Pagina's

maandag 4 maart 2013

Catechese in de school van Maria (14)


Commentaar 14 - WG 257 – 265
TAAL VAN EEN MYSTICUS

“Nu zullen we innerlijke praktijken gaan bespreken. Deze zijn waarlijk heiligend voor allen die door de Heilige Geest tot hoge volmaaktheid worden geroepen”, zo schrijft Montfort (257). Meermaals reeds heeft hij verwezen naar een proces dat plaatsvindt als men zich openstelt voor Gods Geest die je van genade tot genade, van licht tot licht, over een weg leidt naar volwassenheid (cfr. 119).

Op unieke wijze is Maria bij Christus en ook bij zijn heilswerk betrokken en, na haar, iedere gedoopte volgens eigen kunnen.

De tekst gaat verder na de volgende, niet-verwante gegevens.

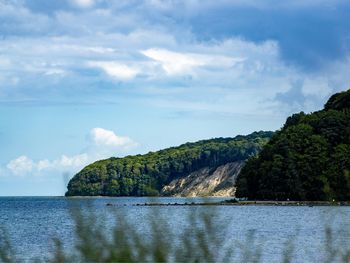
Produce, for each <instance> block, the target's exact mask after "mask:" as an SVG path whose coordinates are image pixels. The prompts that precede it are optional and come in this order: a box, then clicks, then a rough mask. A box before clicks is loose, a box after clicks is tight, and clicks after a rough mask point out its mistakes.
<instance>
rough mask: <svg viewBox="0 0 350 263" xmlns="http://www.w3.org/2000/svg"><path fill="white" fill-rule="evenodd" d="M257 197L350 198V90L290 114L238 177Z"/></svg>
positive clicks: (334, 198) (239, 182) (332, 199)
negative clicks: (276, 130) (329, 98)
mask: <svg viewBox="0 0 350 263" xmlns="http://www.w3.org/2000/svg"><path fill="white" fill-rule="evenodd" d="M237 196H238V197H248V198H249V199H255V200H266V199H269V200H287V199H289V200H350V90H348V91H346V92H342V93H338V94H335V95H333V96H332V97H331V98H330V99H329V100H328V102H327V103H326V104H325V108H324V109H323V110H321V111H318V112H314V113H311V114H305V113H303V112H301V113H298V114H294V115H292V116H291V117H289V118H288V119H287V121H286V123H285V125H284V126H283V128H282V129H281V130H280V131H278V132H276V133H275V135H274V136H273V137H272V139H271V140H270V142H269V143H268V144H267V145H266V146H265V147H264V149H263V150H262V151H261V153H260V154H259V156H258V157H255V158H252V159H250V160H249V161H248V162H247V164H246V165H245V167H244V168H243V169H242V172H241V173H240V175H239V177H238V180H237Z"/></svg>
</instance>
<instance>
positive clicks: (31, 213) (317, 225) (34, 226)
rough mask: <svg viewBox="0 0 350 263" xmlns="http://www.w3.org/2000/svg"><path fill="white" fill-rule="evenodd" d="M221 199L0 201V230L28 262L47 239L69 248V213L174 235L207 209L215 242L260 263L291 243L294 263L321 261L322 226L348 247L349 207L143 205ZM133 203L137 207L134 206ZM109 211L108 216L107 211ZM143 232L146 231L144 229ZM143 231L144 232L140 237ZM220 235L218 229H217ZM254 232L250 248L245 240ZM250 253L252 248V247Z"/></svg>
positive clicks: (189, 198) (70, 234)
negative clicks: (166, 229)
mask: <svg viewBox="0 0 350 263" xmlns="http://www.w3.org/2000/svg"><path fill="white" fill-rule="evenodd" d="M221 200H225V198H207V199H205V200H203V199H202V198H134V197H120V198H102V197H91V198H65V197H0V226H1V227H2V228H4V229H5V230H6V233H7V236H8V237H9V240H10V242H11V244H12V246H13V248H14V249H15V251H16V254H17V258H18V259H20V260H21V261H23V262H30V261H31V260H32V259H34V258H39V259H43V258H47V257H50V255H51V254H52V253H53V251H54V245H53V244H54V243H53V238H58V239H60V240H61V241H62V242H63V244H64V247H65V248H70V247H72V246H73V244H74V238H75V235H74V233H75V232H74V229H75V223H74V220H73V219H72V211H73V212H74V211H80V210H84V209H85V210H89V211H93V213H94V214H95V215H97V216H98V218H104V220H105V221H104V224H105V227H106V229H108V228H111V227H112V226H113V225H114V224H115V220H113V219H114V214H113V213H115V210H116V208H123V213H124V214H123V216H125V217H126V218H127V221H128V223H130V224H132V225H133V226H135V228H136V229H137V230H138V231H143V230H144V229H147V225H148V224H149V222H148V221H147V218H148V216H149V215H150V214H156V216H157V217H158V218H162V219H163V220H165V221H166V222H167V223H168V225H169V227H170V228H171V229H172V231H174V232H176V231H178V230H180V229H183V228H184V227H185V225H186V224H189V222H188V220H189V218H188V216H187V215H188V214H189V213H191V211H194V210H201V211H206V210H208V209H213V211H214V213H213V218H212V219H213V222H214V224H215V226H216V227H218V229H220V230H223V229H224V233H225V235H224V236H222V237H219V238H222V239H224V240H225V243H227V244H229V245H231V244H232V245H233V246H235V245H237V244H240V245H242V244H244V245H245V246H252V247H253V246H254V247H255V246H256V247H259V249H261V253H262V257H261V260H262V261H263V262H281V261H282V259H283V255H284V253H285V251H286V247H287V244H290V243H293V246H294V249H293V254H292V259H293V261H294V262H317V261H322V260H324V259H325V257H326V256H327V255H326V249H325V248H326V246H327V242H328V243H329V240H327V238H326V235H325V228H326V227H330V228H331V229H332V231H333V240H332V242H333V244H334V245H335V246H336V248H344V247H347V248H350V241H349V240H350V232H349V230H350V207H347V206H329V207H327V206H314V207H309V206H261V205H260V206H254V205H247V206H229V205H227V206H196V205H191V206H179V205H177V206H172V205H169V206H167V205H166V206H143V205H142V204H145V203H150V202H155V203H163V204H168V203H171V204H174V203H177V204H182V203H201V202H203V201H204V202H218V201H221ZM137 204H139V205H137ZM112 210H113V212H112V213H111V211H112ZM146 232H147V231H146ZM146 232H145V233H146ZM221 232H222V231H221ZM250 233H254V240H253V241H254V244H249V243H247V242H253V241H249V240H248V239H247V237H248V236H249V234H250ZM254 249H255V248H254Z"/></svg>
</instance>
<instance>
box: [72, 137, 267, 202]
mask: <svg viewBox="0 0 350 263" xmlns="http://www.w3.org/2000/svg"><path fill="white" fill-rule="evenodd" d="M272 134H273V133H272V132H263V131H261V132H254V133H252V134H249V135H246V136H236V137H234V138H215V139H210V140H203V141H198V142H194V143H185V144H183V145H180V146H178V147H171V148H168V149H164V150H161V151H157V152H149V153H147V154H145V155H135V156H126V157H124V158H114V157H112V158H109V159H106V160H101V161H97V162H95V163H93V164H90V165H88V166H86V167H85V168H84V169H83V170H82V171H80V172H79V173H77V174H76V175H75V176H74V177H73V178H72V179H71V180H70V182H69V183H68V191H67V193H66V196H152V195H182V196H196V195H233V194H234V187H233V183H234V180H235V177H236V176H237V174H238V172H239V171H240V169H241V167H242V164H243V163H244V162H245V161H246V160H247V159H248V158H250V157H252V156H255V155H257V154H258V153H259V152H260V150H261V149H262V147H263V146H264V145H265V144H266V143H267V142H268V141H269V139H270V138H271V136H272Z"/></svg>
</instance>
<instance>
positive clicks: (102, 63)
mask: <svg viewBox="0 0 350 263" xmlns="http://www.w3.org/2000/svg"><path fill="white" fill-rule="evenodd" d="M88 66H90V67H97V68H101V69H102V70H103V71H104V72H105V73H106V74H108V75H109V76H111V77H114V78H117V79H122V80H128V79H133V78H134V77H135V76H136V75H137V74H138V72H139V71H138V70H137V69H135V68H132V67H129V66H127V65H125V64H121V63H118V62H110V61H90V62H88Z"/></svg>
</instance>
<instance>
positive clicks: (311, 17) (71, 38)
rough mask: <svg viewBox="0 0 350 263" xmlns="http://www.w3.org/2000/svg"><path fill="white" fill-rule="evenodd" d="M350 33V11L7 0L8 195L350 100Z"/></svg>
mask: <svg viewBox="0 0 350 263" xmlns="http://www.w3.org/2000/svg"><path fill="white" fill-rule="evenodd" d="M349 24H350V3H349V1H340V0H331V1H330V0H314V1H310V0H294V1H278V0H265V1H260V0H215V1H212V0H211V1H209V0H201V1H199V0H177V1H175V0H165V1H161V0H148V1H146V0H145V1H141V0H119V1H107V0H60V1H47V0H0V145H1V147H0V195H1V196H22V195H32V196H40V195H48V196H51V195H63V194H64V192H65V191H66V185H67V182H68V180H69V178H71V177H72V176H73V175H74V174H75V173H76V172H78V171H79V170H81V169H82V168H83V167H84V166H85V165H87V164H89V163H91V162H94V161H96V160H99V159H103V158H108V157H111V156H118V157H122V156H125V155H130V154H139V153H140V154H142V153H147V152H148V151H155V150H159V149H162V148H165V147H169V146H176V145H179V144H182V143H185V142H189V141H196V140H201V139H209V138H214V137H233V136H235V135H238V134H249V133H251V132H253V131H258V130H277V129H279V128H280V127H281V126H282V125H283V123H284V121H285V118H286V117H287V116H289V115H290V114H292V113H295V112H300V111H304V112H312V111H315V110H318V109H321V108H322V107H323V105H324V103H325V101H326V100H327V99H328V98H329V96H330V95H331V94H333V93H335V92H338V91H343V90H347V89H349V88H350V74H349V73H350V72H349V69H350V56H349V55H350V27H349Z"/></svg>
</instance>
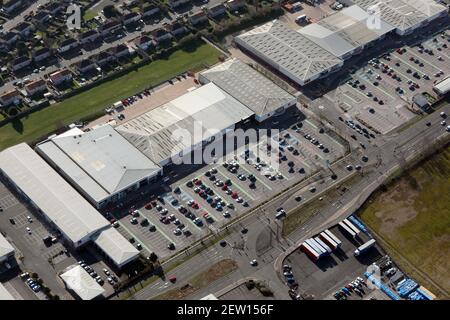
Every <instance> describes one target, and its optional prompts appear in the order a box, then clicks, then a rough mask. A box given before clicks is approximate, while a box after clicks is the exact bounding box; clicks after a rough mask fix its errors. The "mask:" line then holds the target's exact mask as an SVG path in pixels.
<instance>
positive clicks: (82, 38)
mask: <svg viewBox="0 0 450 320" xmlns="http://www.w3.org/2000/svg"><path fill="white" fill-rule="evenodd" d="M98 38H100V33H98V31H97V30H92V29H91V30H89V31H86V32H83V33H82V34H80V36H79V38H78V39H79V41H80V43H81V44H86V43H92V42H96V41H97V40H98Z"/></svg>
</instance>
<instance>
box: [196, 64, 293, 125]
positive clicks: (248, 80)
mask: <svg viewBox="0 0 450 320" xmlns="http://www.w3.org/2000/svg"><path fill="white" fill-rule="evenodd" d="M199 81H200V82H201V83H203V84H206V83H209V82H212V83H214V84H215V85H217V86H218V87H219V88H220V89H222V90H223V91H225V92H227V93H228V94H229V95H231V96H232V97H234V98H236V99H237V100H239V102H241V103H242V104H243V105H245V106H246V107H247V108H249V109H250V110H251V111H253V112H254V113H255V119H256V121H258V122H262V121H265V120H267V119H268V118H270V117H272V116H273V115H275V114H277V113H279V112H282V111H284V110H285V109H287V108H289V107H291V106H294V105H295V104H296V101H297V100H296V98H295V97H294V96H292V95H291V94H289V93H288V92H286V91H285V90H283V89H282V88H280V87H279V86H277V85H276V84H275V83H273V82H272V81H271V80H269V79H268V78H266V77H265V76H264V75H263V74H261V73H260V72H258V71H256V70H255V69H253V68H252V67H250V66H249V65H247V64H245V63H243V62H242V61H240V60H238V59H231V60H228V61H226V62H224V63H222V64H220V65H218V66H215V67H213V68H211V69H208V70H206V71H204V72H202V73H201V74H200V75H199Z"/></svg>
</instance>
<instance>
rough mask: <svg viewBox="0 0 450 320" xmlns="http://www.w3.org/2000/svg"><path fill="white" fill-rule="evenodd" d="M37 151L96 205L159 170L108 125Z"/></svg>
mask: <svg viewBox="0 0 450 320" xmlns="http://www.w3.org/2000/svg"><path fill="white" fill-rule="evenodd" d="M37 150H38V151H39V152H41V153H42V154H44V155H45V156H46V157H47V158H49V159H50V161H51V162H53V163H54V165H56V166H57V167H58V168H59V169H60V170H61V171H63V172H64V173H65V174H66V175H68V176H69V177H70V178H71V180H72V181H73V182H74V183H76V184H77V186H78V188H79V189H81V190H83V191H84V192H85V193H86V194H88V195H89V196H90V197H91V198H92V199H94V200H95V201H96V202H97V203H99V202H101V201H102V200H104V199H105V198H108V197H110V196H111V195H113V194H115V193H117V192H120V191H123V190H125V189H127V188H129V187H130V186H132V185H134V184H136V183H137V182H139V181H141V180H143V179H145V178H147V177H153V176H155V175H157V174H158V173H159V172H160V171H161V168H160V167H159V166H157V165H156V164H155V163H153V162H152V161H151V160H150V159H148V158H147V157H146V156H144V155H143V154H142V153H141V152H140V151H139V150H137V149H136V148H135V147H134V146H133V145H131V144H130V143H129V142H128V141H127V140H126V139H124V138H123V137H122V136H121V135H120V134H118V133H117V132H116V131H115V130H114V129H113V128H112V127H111V126H110V125H104V126H101V127H98V128H95V129H93V130H91V131H88V132H81V133H80V132H79V131H78V132H73V134H68V133H65V134H63V135H60V136H57V137H55V138H52V139H51V140H50V141H47V142H45V143H42V144H40V145H38V146H37Z"/></svg>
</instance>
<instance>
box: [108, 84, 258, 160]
mask: <svg viewBox="0 0 450 320" xmlns="http://www.w3.org/2000/svg"><path fill="white" fill-rule="evenodd" d="M253 115H254V113H253V112H252V111H251V110H249V109H248V108H247V107H246V106H244V105H243V104H242V103H240V102H239V101H238V100H236V99H235V98H233V97H232V96H230V95H229V94H227V93H226V92H225V91H223V90H221V89H220V88H219V87H217V86H216V85H215V84H213V83H209V84H207V85H204V86H202V87H200V88H196V89H194V90H192V91H190V92H188V93H186V94H184V95H182V96H180V97H179V98H177V99H175V100H172V101H171V102H169V103H167V104H165V105H163V106H160V107H158V108H156V109H153V110H151V111H149V112H147V113H145V114H143V115H141V116H139V117H137V118H135V119H132V120H130V121H128V122H126V123H124V124H122V125H120V126H118V127H116V130H117V131H118V132H119V133H120V134H121V135H122V136H124V137H125V138H126V139H127V140H128V141H129V142H131V143H132V144H133V145H134V146H135V147H136V148H137V149H139V150H140V151H141V152H142V153H143V154H145V155H146V156H147V157H149V158H150V159H151V160H152V161H153V162H155V163H157V164H158V165H160V166H161V167H164V166H166V165H169V164H171V163H173V162H174V161H177V160H178V159H182V158H184V157H185V156H186V155H189V154H190V153H191V151H193V150H199V149H201V148H202V147H203V145H204V144H205V143H208V142H211V141H213V140H214V139H216V138H219V137H221V136H223V135H224V134H225V133H226V132H227V131H228V130H233V129H234V128H235V126H236V124H238V123H240V122H242V121H245V120H247V119H249V118H251V117H252V116H253Z"/></svg>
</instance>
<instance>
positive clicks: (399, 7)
mask: <svg viewBox="0 0 450 320" xmlns="http://www.w3.org/2000/svg"><path fill="white" fill-rule="evenodd" d="M351 1H352V2H353V3H354V4H356V5H358V6H360V7H361V8H362V9H364V10H366V11H367V10H369V11H371V10H374V6H377V7H378V10H379V14H380V17H381V19H382V20H384V21H385V22H387V23H389V24H390V25H392V26H394V27H395V28H396V29H398V30H401V31H404V30H407V29H409V28H411V27H414V26H416V25H418V24H420V23H422V22H424V21H425V20H427V19H428V18H430V17H433V16H435V15H436V14H438V13H440V12H443V11H447V8H445V7H444V6H442V5H440V4H437V3H436V2H435V1H434V0H351ZM375 12H377V10H375Z"/></svg>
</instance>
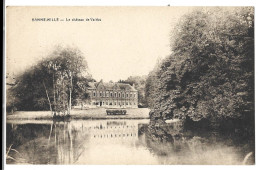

Zij is bovendien een kostbare hulp om open te gaan staan voor Gods Geest. De opstapeling van de voorzetsels ‘door’, ‘met’, ‘in’ en ‘voor’, wijst naar een innig contact met Maria dat voert tot een verbondenheid met Christus. En daar gaat het om: ‘door’, ‘met’, ‘in’ en ‘voor’ Jezus Christus gaan leven; je moet ‘nieuw’ geboren worden, Gods christus worden, zijn gezalfde onder de mensen.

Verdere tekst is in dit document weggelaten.